Why Dying is not allowed in Longyearbyen city?

Dying has been banned on the island since 1950, when it was discovered that bodies in the local cemetery were not decomposing because of the chilly temperatures, The island’s climate is so Arctic that in the 2000s, scientists, morbidly fascinated by the discovery, tested corpses buried there who succumbed to the 1917 influenza virus and to their amazement, retrieved live samples of the virus. Residents had been living among the deadly virus for decades, without even realising it.

The graveyard no longer takes any new inhabitants because of fears disease will spread throughout the island, meaning that even those who have lived their whole life on the island, cannot be buried there.
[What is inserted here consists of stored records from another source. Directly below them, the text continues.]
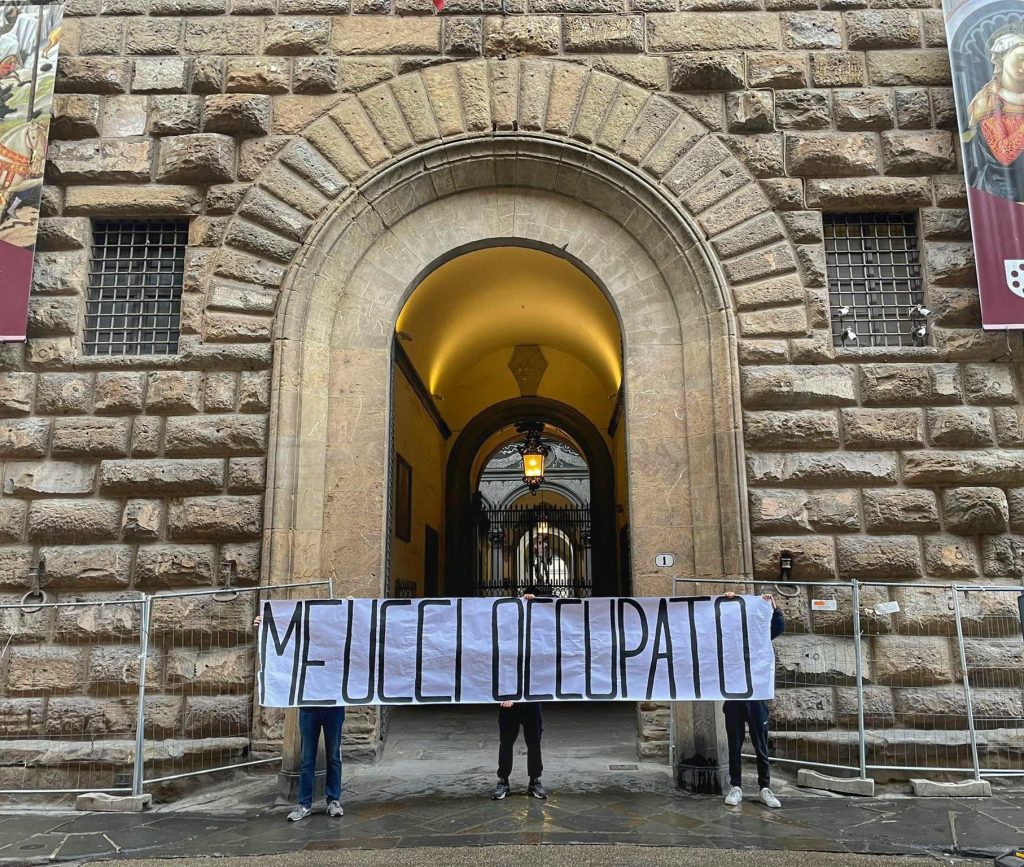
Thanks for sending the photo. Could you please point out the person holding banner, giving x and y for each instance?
(312, 721)
(753, 716)
(513, 716)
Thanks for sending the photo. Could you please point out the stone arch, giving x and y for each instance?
(345, 220)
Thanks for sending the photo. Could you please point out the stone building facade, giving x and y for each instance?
(314, 145)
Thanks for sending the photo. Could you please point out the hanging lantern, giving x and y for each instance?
(532, 450)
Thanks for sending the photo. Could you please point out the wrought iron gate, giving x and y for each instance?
(544, 546)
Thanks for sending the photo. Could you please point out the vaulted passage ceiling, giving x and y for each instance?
(462, 327)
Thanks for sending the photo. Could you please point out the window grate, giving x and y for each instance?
(135, 279)
(873, 269)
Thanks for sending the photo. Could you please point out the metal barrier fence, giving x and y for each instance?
(883, 679)
(115, 694)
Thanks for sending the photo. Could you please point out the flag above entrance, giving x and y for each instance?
(424, 651)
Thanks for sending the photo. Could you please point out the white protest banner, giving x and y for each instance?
(421, 651)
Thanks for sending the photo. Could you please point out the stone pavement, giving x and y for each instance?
(431, 790)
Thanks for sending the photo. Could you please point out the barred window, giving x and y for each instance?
(135, 279)
(875, 279)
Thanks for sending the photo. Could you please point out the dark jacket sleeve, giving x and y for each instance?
(777, 623)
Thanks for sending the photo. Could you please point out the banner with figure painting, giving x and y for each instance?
(986, 53)
(29, 41)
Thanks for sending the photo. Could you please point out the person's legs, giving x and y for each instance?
(333, 720)
(735, 718)
(309, 728)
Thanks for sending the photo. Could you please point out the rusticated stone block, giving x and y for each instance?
(148, 477)
(975, 510)
(216, 435)
(888, 511)
(990, 384)
(777, 70)
(883, 29)
(813, 557)
(215, 518)
(911, 660)
(203, 158)
(935, 467)
(82, 567)
(799, 511)
(47, 669)
(217, 716)
(816, 659)
(602, 34)
(99, 161)
(216, 669)
(174, 392)
(950, 557)
(865, 109)
(62, 394)
(90, 437)
(48, 478)
(142, 519)
(74, 520)
(909, 385)
(796, 386)
(880, 558)
(24, 437)
(823, 468)
(918, 153)
(16, 390)
(960, 426)
(713, 32)
(241, 115)
(175, 565)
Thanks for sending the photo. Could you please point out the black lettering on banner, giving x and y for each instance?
(270, 631)
(371, 657)
(458, 650)
(722, 600)
(397, 699)
(306, 661)
(694, 651)
(496, 652)
(588, 654)
(559, 604)
(527, 695)
(419, 651)
(662, 633)
(626, 653)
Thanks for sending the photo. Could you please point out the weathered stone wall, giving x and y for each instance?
(252, 117)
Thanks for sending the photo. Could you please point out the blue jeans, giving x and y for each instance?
(311, 721)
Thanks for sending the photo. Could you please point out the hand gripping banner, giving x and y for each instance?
(423, 651)
(986, 57)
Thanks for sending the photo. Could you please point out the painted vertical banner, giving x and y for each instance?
(29, 40)
(986, 55)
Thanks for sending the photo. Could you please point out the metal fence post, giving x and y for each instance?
(857, 646)
(143, 658)
(967, 686)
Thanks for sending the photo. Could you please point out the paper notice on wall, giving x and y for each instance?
(406, 651)
(30, 37)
Its graveyard contains the remains of a number of victims of the deadly Spanish Flu that killed as many as 100 million people worldwide in 1918.

Researchers have since conducted a study on the permafrost phenomenon that preserves the corpses in the graveyard. Samples of the Spanish Flu virus have been extracted from some of the bodies so researchers can study the disease in an attempt to prevent a similar outbreak.

How people of Longyearbyen follow these laws?

In a bleak prospect, those who are terminally ill are shipped off the island and flown hundreds of miles to the mainland city of Oslo, where they will spend the remainder of their days until death.

What happen to the bodies if someone die in Longyearbyen city?

If you should die there anyway, you most certainly will not be buried there, because funerals don’t work the way they are supposed to. You can apply to have your cremated remains put into the ground, but it requires state approval.